And finally… not impressed

A London-based banker has been awarded £500,000 in damages after successfully suing the architect he claimed did not deliver the “wow factor” when he built a home cinema suspended above an indoor swimming pool at his £7 million home.

Philip Freeborn, a former head of operations at Barclays Capital, commissioned Daniel Marcal to create a sleek modernist cube to “float” above the pool at his home in Totteridge, north London.

However, Mr Freeborn, 55, was left disappointed with the result, his lawyer told the High Court.

So much so that he and his wife, Christina Goldie, 54, plan to have it demolished and rebuilt.
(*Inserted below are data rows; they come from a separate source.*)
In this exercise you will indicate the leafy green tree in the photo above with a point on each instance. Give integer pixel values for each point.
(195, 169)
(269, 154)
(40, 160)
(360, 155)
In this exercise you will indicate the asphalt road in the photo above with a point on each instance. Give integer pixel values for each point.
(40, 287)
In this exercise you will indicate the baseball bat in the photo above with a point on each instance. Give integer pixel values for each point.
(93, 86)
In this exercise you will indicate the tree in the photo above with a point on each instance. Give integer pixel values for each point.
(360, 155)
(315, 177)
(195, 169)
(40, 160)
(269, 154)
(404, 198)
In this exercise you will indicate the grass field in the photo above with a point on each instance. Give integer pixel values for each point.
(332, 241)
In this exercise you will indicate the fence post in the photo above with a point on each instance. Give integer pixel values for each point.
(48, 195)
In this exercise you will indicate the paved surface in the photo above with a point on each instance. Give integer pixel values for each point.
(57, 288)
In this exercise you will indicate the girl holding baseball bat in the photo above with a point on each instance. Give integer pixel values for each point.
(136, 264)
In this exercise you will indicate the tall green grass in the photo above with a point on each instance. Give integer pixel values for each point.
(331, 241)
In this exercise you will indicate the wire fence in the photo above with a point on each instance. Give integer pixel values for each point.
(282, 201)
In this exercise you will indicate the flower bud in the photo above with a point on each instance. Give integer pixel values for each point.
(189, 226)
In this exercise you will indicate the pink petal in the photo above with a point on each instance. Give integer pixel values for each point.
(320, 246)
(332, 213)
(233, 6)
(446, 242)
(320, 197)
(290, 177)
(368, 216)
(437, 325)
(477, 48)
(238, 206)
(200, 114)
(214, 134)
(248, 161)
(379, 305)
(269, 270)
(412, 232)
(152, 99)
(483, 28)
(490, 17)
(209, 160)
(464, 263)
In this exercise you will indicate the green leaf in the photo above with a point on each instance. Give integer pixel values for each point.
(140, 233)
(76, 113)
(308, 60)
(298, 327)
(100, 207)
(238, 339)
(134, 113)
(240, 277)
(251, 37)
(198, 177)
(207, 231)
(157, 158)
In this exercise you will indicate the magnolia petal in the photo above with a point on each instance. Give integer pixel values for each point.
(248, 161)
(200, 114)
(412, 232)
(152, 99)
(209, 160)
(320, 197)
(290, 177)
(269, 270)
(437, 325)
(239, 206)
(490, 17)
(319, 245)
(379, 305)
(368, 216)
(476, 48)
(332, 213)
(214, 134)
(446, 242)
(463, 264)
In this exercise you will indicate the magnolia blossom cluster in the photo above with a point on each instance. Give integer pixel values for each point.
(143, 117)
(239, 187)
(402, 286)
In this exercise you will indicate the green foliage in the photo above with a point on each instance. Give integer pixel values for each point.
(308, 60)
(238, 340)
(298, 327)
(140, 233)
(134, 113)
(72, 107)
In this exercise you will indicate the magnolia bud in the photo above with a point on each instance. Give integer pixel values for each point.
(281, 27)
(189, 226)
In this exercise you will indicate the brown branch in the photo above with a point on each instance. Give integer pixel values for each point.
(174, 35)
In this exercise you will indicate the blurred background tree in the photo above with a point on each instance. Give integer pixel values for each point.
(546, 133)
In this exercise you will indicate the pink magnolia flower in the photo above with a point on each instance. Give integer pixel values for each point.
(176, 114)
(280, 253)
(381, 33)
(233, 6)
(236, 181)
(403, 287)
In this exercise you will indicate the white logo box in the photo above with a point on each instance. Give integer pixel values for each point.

The couple said they had commissioned Mr Marcal proposal for a cinema “in a glass box floating in the roof space” of the pool house after being inspired by the concept.

But upon completion they sued Mr Marcal for £1 million.

Mr Marcal denied liability, telling the court that he had worked in line with his brief and had felt intimidated by Mr Freeborn.

It was reported yesterday that Martin Bowdery, QC, sitting as a deputy High Court judge, had found in favour of the couple.

Judge Bowdery found that Mr Marcal had breached his duty to his clients by failing to produce a written brief for the project.

He said, however, that he would only award Mr Freeborn half the amount claimed.

Mr Marcal will also have to pay legal costs.

Mr Freeborn’s lawyers said the ruling had wide implications for professionals in the construction industry and for those commissioning them.